Erano in tanti per la strada e, se qualcuno pensa che fossero tutti lì per far vacanza, si può osservare che ieri, per saltare le lezioni, bastava e avanzava lo sciopero dei professori. Erano in tanti e non erano solo catanesi. Quanti erano quelli che avevano preso il treno da Giarre o da Acireale, e quelli arrivati in pullman da Caltagirone o da Ramacca? Questi ragazzi delle scuole di provincia hanno ieri sperimentato, sia pure per una sola volta e con il sorriso dei giorni di festa, un pezzetto della quotidiana fatica dell’insegnante medio. Si sono alzati la mattina presto, sono scivolati per più di un’ora su qualche ferrovia a binario unico o su qualche malandata strada provinciale, sono rimasti impegnati per tutta la mattinata a far qualcosa che considerano importante e sono poi ripartiti verso casa, ripassando per le stesse strade e per le stesse ferrovie. Proprio come fanno tantissimi dei loro professori – inutili capitoli di spesa per la Gelmini, fannulloni brunettiani per la vulgata corrente – che invecchiano così, nell’attesa di un altro giorno di pendolarismo, nella speranza di un altro anno di lavoro precario a chissà quanti chilometri da casa.

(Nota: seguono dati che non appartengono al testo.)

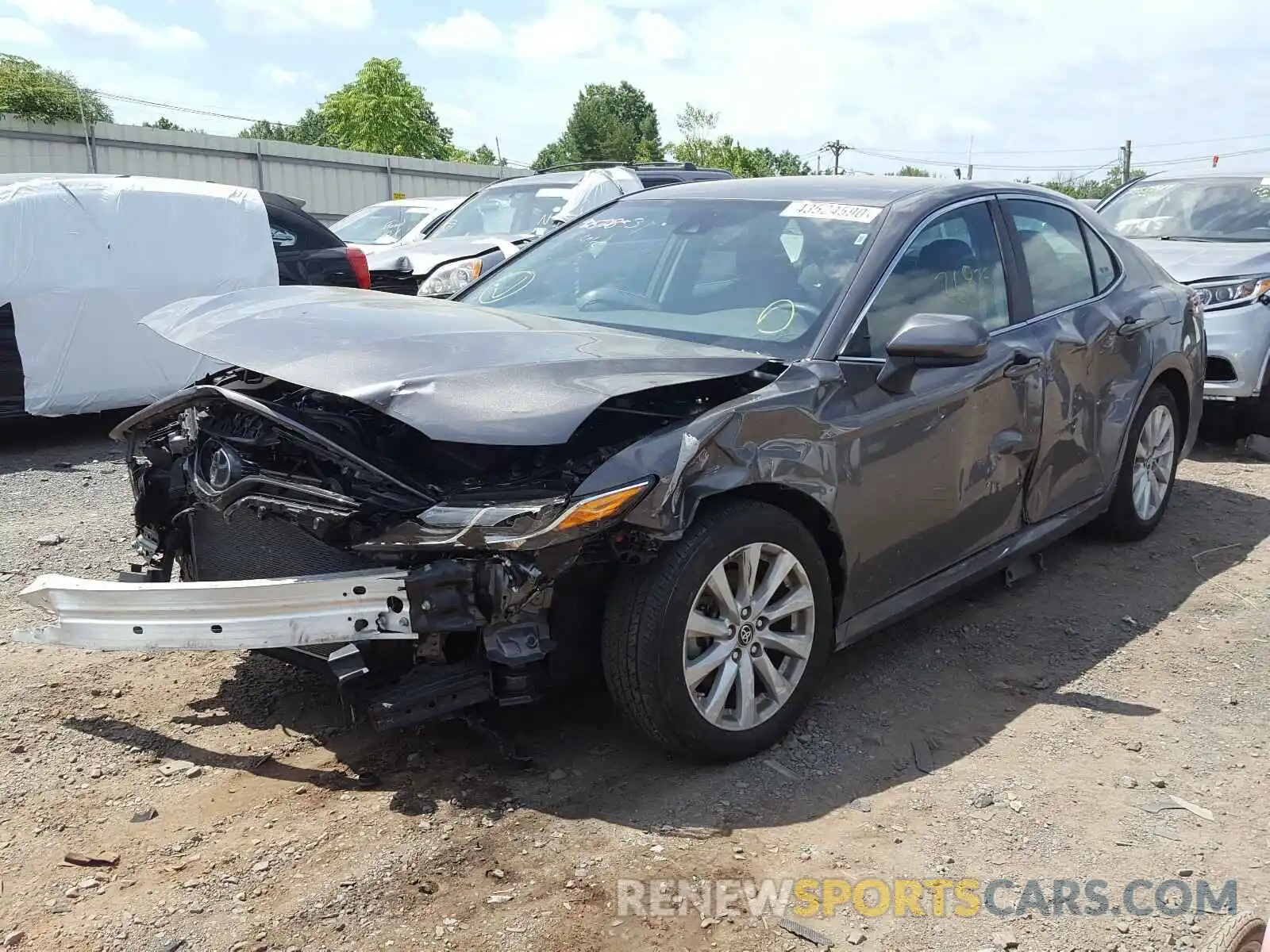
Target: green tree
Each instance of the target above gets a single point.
(482, 155)
(1092, 188)
(264, 129)
(696, 127)
(607, 124)
(702, 149)
(309, 130)
(313, 129)
(31, 92)
(383, 112)
(780, 164)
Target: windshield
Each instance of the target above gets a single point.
(381, 225)
(1235, 209)
(506, 209)
(756, 276)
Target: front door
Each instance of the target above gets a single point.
(937, 473)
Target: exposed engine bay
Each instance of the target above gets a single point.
(495, 564)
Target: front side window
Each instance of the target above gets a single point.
(759, 276)
(283, 238)
(1058, 266)
(1212, 209)
(952, 266)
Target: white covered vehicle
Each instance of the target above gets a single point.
(492, 226)
(87, 257)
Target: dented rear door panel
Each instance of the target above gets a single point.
(1094, 374)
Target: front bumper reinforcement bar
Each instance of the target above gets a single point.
(221, 616)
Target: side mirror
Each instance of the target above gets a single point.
(931, 340)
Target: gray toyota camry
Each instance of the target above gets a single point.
(691, 443)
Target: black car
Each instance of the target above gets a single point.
(696, 441)
(309, 253)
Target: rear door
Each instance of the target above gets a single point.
(1071, 278)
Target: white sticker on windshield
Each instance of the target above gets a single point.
(831, 209)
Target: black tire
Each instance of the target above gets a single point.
(645, 631)
(1244, 932)
(1122, 520)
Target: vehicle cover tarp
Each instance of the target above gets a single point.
(87, 258)
(597, 187)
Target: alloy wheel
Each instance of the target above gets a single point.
(1153, 463)
(749, 636)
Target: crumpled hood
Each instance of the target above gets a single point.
(451, 371)
(427, 254)
(1202, 260)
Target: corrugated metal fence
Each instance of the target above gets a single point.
(333, 182)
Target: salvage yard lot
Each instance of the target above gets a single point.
(279, 829)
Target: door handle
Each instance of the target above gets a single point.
(1022, 365)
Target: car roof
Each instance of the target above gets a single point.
(12, 177)
(1206, 175)
(549, 178)
(422, 202)
(863, 190)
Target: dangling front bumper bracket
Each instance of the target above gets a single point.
(221, 616)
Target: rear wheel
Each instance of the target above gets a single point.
(714, 647)
(1244, 932)
(1146, 480)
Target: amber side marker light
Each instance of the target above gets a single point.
(602, 507)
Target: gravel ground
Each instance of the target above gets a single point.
(1009, 734)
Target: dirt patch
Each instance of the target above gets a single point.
(1006, 735)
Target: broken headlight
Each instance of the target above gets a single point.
(493, 526)
(1216, 295)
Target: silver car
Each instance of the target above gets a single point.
(1213, 232)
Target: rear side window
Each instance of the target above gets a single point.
(295, 230)
(1053, 247)
(283, 238)
(1102, 260)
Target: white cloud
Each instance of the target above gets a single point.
(103, 21)
(468, 32)
(296, 16)
(279, 76)
(914, 76)
(14, 32)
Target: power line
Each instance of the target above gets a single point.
(177, 108)
(837, 148)
(1064, 152)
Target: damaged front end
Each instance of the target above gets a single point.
(421, 575)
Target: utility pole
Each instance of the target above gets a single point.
(837, 148)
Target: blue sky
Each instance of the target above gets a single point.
(1041, 86)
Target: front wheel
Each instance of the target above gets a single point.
(713, 649)
(1146, 480)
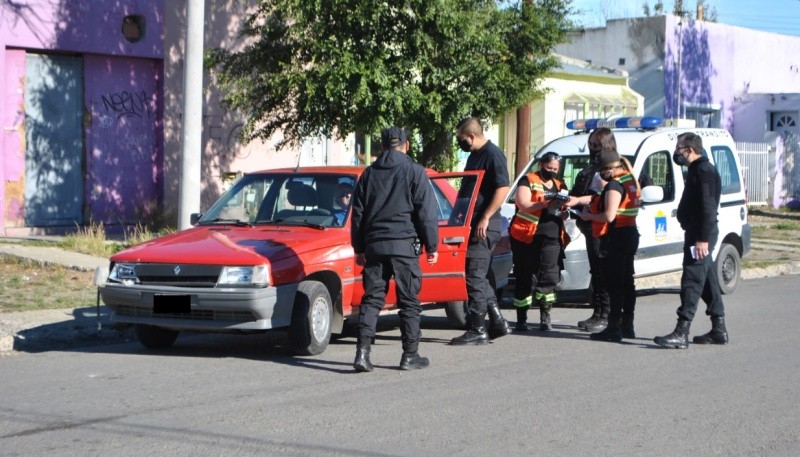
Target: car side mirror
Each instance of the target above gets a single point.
(652, 194)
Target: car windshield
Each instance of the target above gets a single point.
(318, 200)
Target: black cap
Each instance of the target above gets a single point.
(393, 136)
(607, 157)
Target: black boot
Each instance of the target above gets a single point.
(497, 324)
(544, 316)
(627, 327)
(413, 361)
(362, 363)
(717, 335)
(678, 339)
(522, 319)
(612, 332)
(475, 335)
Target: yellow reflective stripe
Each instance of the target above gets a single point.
(522, 303)
(528, 217)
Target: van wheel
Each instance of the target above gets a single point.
(153, 337)
(456, 314)
(310, 330)
(729, 268)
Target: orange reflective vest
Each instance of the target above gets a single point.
(626, 212)
(523, 225)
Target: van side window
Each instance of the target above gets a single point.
(659, 168)
(726, 167)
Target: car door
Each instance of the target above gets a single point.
(661, 236)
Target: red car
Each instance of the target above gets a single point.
(272, 253)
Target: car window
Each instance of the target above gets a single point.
(726, 167)
(657, 171)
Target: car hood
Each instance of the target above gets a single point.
(232, 245)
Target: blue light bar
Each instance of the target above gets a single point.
(646, 123)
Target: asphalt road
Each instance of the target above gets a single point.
(538, 394)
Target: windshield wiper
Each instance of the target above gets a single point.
(300, 223)
(236, 222)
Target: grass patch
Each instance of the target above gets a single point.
(29, 286)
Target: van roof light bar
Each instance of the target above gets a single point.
(644, 123)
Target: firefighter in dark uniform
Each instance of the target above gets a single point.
(393, 206)
(599, 139)
(485, 229)
(697, 213)
(613, 217)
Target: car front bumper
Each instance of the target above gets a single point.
(210, 309)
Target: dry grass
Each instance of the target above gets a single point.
(28, 286)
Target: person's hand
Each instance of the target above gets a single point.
(701, 249)
(480, 230)
(432, 258)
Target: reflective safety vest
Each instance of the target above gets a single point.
(628, 207)
(523, 225)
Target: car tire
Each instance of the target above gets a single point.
(310, 329)
(456, 314)
(153, 337)
(729, 268)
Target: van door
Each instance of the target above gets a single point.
(661, 236)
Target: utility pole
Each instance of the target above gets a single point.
(192, 122)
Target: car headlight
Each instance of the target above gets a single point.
(124, 273)
(244, 276)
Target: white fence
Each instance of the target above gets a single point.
(755, 170)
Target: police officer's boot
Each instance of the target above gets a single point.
(497, 324)
(362, 363)
(522, 319)
(678, 339)
(544, 315)
(476, 333)
(717, 335)
(413, 361)
(612, 332)
(627, 327)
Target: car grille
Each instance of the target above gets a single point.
(200, 314)
(178, 275)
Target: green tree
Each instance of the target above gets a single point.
(333, 67)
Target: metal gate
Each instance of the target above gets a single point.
(755, 171)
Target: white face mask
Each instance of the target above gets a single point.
(597, 183)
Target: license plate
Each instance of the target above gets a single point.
(172, 304)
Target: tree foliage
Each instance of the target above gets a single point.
(332, 67)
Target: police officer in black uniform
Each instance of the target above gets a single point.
(484, 234)
(393, 205)
(599, 139)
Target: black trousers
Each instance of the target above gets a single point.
(699, 280)
(408, 279)
(600, 300)
(479, 275)
(617, 249)
(536, 269)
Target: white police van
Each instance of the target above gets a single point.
(649, 147)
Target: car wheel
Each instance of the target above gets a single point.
(729, 268)
(456, 314)
(310, 330)
(153, 337)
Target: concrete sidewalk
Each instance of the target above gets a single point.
(64, 329)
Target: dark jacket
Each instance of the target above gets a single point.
(393, 204)
(697, 211)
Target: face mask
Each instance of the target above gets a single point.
(679, 159)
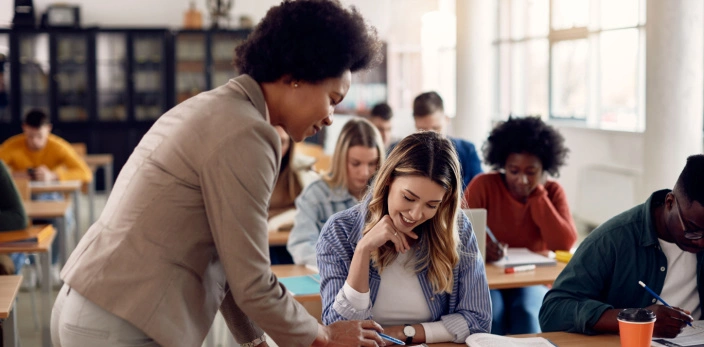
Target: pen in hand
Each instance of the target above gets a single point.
(657, 297)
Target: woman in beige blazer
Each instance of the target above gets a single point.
(184, 232)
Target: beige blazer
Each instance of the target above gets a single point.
(188, 216)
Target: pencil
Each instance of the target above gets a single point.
(657, 297)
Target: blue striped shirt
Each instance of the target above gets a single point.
(466, 310)
(314, 206)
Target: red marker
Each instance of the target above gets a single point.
(522, 268)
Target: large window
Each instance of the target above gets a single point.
(578, 60)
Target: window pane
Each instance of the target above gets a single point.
(619, 13)
(619, 79)
(569, 14)
(504, 80)
(504, 19)
(536, 86)
(569, 79)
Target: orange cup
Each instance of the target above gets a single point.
(636, 327)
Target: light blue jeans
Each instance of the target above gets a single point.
(515, 311)
(76, 321)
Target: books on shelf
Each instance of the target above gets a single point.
(302, 285)
(489, 340)
(32, 235)
(523, 256)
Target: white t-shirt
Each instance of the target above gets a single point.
(680, 288)
(400, 300)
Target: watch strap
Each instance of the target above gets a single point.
(409, 339)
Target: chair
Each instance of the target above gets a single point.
(478, 218)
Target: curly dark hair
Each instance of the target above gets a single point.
(311, 40)
(690, 183)
(526, 135)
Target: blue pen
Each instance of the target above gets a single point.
(394, 340)
(657, 297)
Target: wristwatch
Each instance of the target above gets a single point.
(258, 341)
(410, 332)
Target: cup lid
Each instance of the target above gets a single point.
(636, 315)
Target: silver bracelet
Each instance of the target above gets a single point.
(258, 341)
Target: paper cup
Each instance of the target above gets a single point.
(636, 327)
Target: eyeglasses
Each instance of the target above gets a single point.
(688, 234)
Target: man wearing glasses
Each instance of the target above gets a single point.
(659, 243)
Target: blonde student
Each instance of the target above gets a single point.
(358, 153)
(407, 255)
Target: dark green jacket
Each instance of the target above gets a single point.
(12, 214)
(605, 270)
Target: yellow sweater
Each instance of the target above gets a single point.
(57, 155)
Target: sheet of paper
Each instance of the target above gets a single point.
(523, 256)
(691, 337)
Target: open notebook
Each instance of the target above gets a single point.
(690, 336)
(523, 256)
(489, 340)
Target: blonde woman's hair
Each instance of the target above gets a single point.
(424, 154)
(356, 132)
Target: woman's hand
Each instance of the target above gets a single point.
(383, 232)
(669, 320)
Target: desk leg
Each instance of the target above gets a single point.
(107, 171)
(45, 260)
(77, 227)
(63, 238)
(10, 337)
(91, 202)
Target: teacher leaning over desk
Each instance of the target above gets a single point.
(184, 232)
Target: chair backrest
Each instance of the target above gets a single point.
(478, 218)
(80, 148)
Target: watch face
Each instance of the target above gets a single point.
(409, 331)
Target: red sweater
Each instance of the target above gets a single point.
(542, 223)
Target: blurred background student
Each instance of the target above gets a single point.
(407, 255)
(358, 154)
(380, 116)
(429, 115)
(524, 209)
(296, 173)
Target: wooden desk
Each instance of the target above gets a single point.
(278, 238)
(53, 210)
(9, 286)
(44, 250)
(544, 275)
(562, 339)
(96, 161)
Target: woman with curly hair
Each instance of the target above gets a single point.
(407, 255)
(184, 232)
(524, 209)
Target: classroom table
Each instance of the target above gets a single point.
(9, 286)
(495, 275)
(52, 210)
(94, 162)
(44, 250)
(72, 187)
(562, 339)
(278, 238)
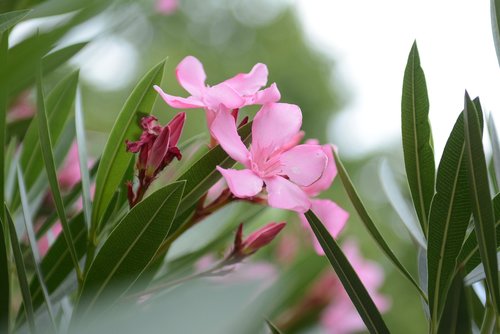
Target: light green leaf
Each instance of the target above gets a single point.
(348, 277)
(50, 167)
(129, 249)
(417, 137)
(115, 159)
(450, 215)
(370, 225)
(10, 19)
(482, 208)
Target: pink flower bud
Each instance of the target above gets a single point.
(257, 239)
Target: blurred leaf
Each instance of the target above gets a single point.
(59, 105)
(495, 25)
(34, 245)
(417, 137)
(82, 155)
(369, 224)
(21, 273)
(482, 209)
(398, 202)
(129, 249)
(272, 327)
(456, 318)
(449, 218)
(495, 147)
(469, 256)
(348, 277)
(50, 168)
(10, 19)
(115, 159)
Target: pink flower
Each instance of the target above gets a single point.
(341, 317)
(236, 92)
(166, 7)
(270, 160)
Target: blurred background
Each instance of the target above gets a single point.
(341, 62)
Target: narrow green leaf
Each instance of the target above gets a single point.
(348, 277)
(495, 25)
(50, 167)
(82, 155)
(417, 137)
(21, 273)
(449, 217)
(129, 248)
(370, 225)
(10, 19)
(115, 159)
(34, 245)
(456, 318)
(482, 208)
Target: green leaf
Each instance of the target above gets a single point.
(21, 273)
(482, 208)
(348, 277)
(456, 318)
(129, 249)
(417, 137)
(495, 25)
(50, 167)
(10, 19)
(450, 215)
(115, 159)
(370, 225)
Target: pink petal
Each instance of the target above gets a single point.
(283, 194)
(223, 94)
(275, 125)
(191, 75)
(331, 215)
(224, 130)
(304, 164)
(179, 102)
(326, 179)
(269, 95)
(249, 83)
(242, 183)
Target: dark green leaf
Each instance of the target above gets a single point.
(417, 137)
(450, 215)
(10, 19)
(50, 168)
(21, 273)
(482, 208)
(348, 277)
(115, 159)
(369, 224)
(129, 248)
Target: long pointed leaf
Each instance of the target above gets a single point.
(370, 225)
(50, 168)
(115, 159)
(450, 215)
(482, 208)
(129, 249)
(417, 138)
(348, 277)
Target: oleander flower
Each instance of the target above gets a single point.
(271, 161)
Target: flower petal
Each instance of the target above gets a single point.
(304, 164)
(179, 102)
(249, 83)
(275, 125)
(224, 130)
(242, 183)
(283, 194)
(191, 75)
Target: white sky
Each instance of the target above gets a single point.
(371, 40)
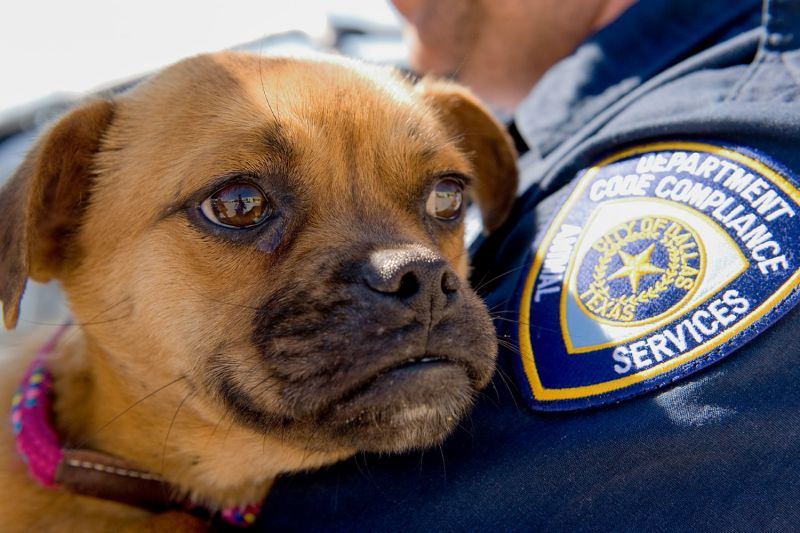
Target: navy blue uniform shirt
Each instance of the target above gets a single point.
(661, 174)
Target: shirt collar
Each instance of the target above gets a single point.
(645, 40)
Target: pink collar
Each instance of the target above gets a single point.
(84, 471)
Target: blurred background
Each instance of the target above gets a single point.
(54, 53)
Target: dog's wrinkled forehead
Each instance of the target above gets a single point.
(321, 125)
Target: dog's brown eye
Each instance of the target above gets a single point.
(446, 199)
(238, 205)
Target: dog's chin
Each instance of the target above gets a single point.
(413, 405)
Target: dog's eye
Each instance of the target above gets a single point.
(446, 199)
(237, 205)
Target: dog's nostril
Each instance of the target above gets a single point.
(409, 285)
(450, 282)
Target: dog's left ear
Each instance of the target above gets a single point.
(42, 203)
(485, 141)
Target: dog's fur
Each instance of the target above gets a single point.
(220, 358)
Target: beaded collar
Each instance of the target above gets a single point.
(84, 471)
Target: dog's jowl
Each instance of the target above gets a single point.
(265, 266)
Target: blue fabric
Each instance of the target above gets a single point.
(717, 450)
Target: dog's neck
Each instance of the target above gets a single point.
(161, 429)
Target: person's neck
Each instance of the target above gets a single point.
(610, 11)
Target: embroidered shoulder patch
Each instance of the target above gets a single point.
(664, 259)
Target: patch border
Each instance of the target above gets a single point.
(542, 394)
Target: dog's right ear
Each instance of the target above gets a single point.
(42, 203)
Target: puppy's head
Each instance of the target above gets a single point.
(286, 235)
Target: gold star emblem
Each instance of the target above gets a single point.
(636, 266)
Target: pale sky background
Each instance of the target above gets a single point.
(74, 46)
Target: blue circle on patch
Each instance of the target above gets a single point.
(639, 270)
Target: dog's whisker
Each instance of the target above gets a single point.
(169, 431)
(127, 410)
(481, 284)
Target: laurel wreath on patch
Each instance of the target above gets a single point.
(667, 279)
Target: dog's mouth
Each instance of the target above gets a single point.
(413, 403)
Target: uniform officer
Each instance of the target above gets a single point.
(644, 287)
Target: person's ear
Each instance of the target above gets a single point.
(485, 141)
(43, 201)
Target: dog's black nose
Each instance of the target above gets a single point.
(415, 275)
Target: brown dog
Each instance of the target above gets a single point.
(264, 260)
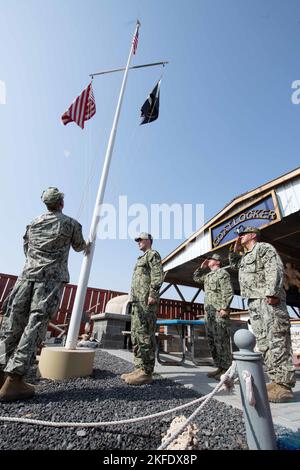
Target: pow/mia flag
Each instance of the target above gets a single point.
(150, 109)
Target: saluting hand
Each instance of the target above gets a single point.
(204, 264)
(151, 301)
(272, 300)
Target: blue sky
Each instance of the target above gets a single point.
(227, 123)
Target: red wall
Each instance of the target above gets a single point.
(96, 300)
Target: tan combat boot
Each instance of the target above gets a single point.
(2, 377)
(140, 378)
(279, 393)
(15, 388)
(124, 376)
(221, 372)
(214, 372)
(270, 385)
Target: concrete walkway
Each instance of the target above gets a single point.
(194, 377)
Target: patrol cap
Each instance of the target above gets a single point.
(241, 230)
(215, 256)
(51, 195)
(144, 236)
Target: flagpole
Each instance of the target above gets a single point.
(153, 64)
(74, 327)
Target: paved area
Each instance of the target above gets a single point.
(194, 377)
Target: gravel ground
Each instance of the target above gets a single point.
(104, 397)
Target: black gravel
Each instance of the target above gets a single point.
(105, 397)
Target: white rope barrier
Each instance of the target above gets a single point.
(67, 424)
(229, 374)
(249, 387)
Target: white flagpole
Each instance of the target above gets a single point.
(74, 327)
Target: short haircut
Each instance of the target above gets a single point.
(54, 205)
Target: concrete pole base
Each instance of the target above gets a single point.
(60, 363)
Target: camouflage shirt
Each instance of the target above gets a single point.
(217, 287)
(47, 243)
(147, 277)
(261, 272)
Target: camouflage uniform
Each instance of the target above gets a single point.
(218, 296)
(261, 274)
(36, 295)
(146, 282)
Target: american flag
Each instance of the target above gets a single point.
(82, 108)
(135, 42)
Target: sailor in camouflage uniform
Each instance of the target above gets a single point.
(218, 296)
(261, 274)
(146, 282)
(35, 297)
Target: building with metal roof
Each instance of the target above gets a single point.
(274, 207)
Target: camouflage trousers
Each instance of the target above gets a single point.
(218, 336)
(143, 326)
(271, 326)
(29, 308)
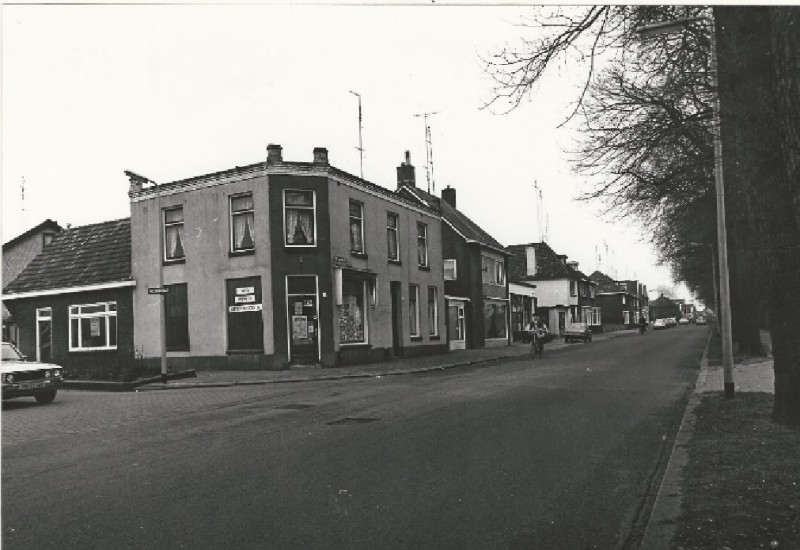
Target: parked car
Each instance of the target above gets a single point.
(578, 331)
(23, 378)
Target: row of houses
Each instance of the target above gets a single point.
(282, 262)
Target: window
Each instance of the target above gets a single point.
(173, 234)
(413, 310)
(93, 327)
(433, 311)
(352, 313)
(450, 270)
(392, 242)
(422, 244)
(494, 317)
(245, 323)
(356, 227)
(242, 223)
(299, 218)
(176, 306)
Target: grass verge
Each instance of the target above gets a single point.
(741, 485)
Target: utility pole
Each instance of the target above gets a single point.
(360, 147)
(429, 150)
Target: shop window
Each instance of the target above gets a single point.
(245, 323)
(422, 244)
(433, 311)
(392, 242)
(173, 234)
(299, 218)
(242, 237)
(494, 316)
(352, 313)
(356, 227)
(93, 327)
(413, 310)
(176, 306)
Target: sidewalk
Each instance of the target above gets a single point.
(444, 361)
(748, 377)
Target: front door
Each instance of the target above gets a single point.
(303, 328)
(44, 335)
(455, 326)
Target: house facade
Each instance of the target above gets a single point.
(475, 267)
(73, 303)
(280, 263)
(17, 254)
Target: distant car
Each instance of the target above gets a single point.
(578, 331)
(23, 378)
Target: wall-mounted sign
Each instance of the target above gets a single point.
(249, 307)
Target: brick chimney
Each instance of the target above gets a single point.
(406, 173)
(321, 156)
(449, 196)
(274, 154)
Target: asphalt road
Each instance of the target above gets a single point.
(559, 453)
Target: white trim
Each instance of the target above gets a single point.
(67, 290)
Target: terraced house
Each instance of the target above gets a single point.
(280, 263)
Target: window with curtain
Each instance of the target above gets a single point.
(299, 213)
(242, 223)
(173, 234)
(392, 226)
(433, 311)
(413, 310)
(352, 314)
(422, 244)
(356, 227)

Sarà per questo senso di comune precarietà che studenti e professori ieri mattina, incontrandosi per caso al corteo, si salutavano come vecchi amici. Sarà perché queste due categorie, benché separate dall’anagrafe e dal registro, hanno comunque entrambe a che fare con il futuro, e sarà perché questo futuro mette paura molto più di un registro: fatto sta che in questi giorni – nelle scuole autogestite, cogestite o in ogni modo partecipi della protesta – ragazzi e professori si sono interrogati insieme con la stessa ansia, con la stessa precaria incertezza di chi non sa quali porte domani resteranno aperte. Anche per questo non era il caso, quando il corteo di studenti e di precari è arrivato a piazza Università, di chiudere il portone del Rettorato. Non c’era proprio bisogno di regalare un’altra metafora a un immaginario già intriso di timore. Non c’era bisogno davvero di rappresentare con tanta visiva efficacia, agli occhi di chi passava lì davanti, l’incerto domani che i tagli della Gelmini disegnano per i nostri Atenei. Una porta chiusa in faccia a quelli che oggi fanno vivere l’Università; e a quelli che, domani, dovrebbero avere il diritto di viverla.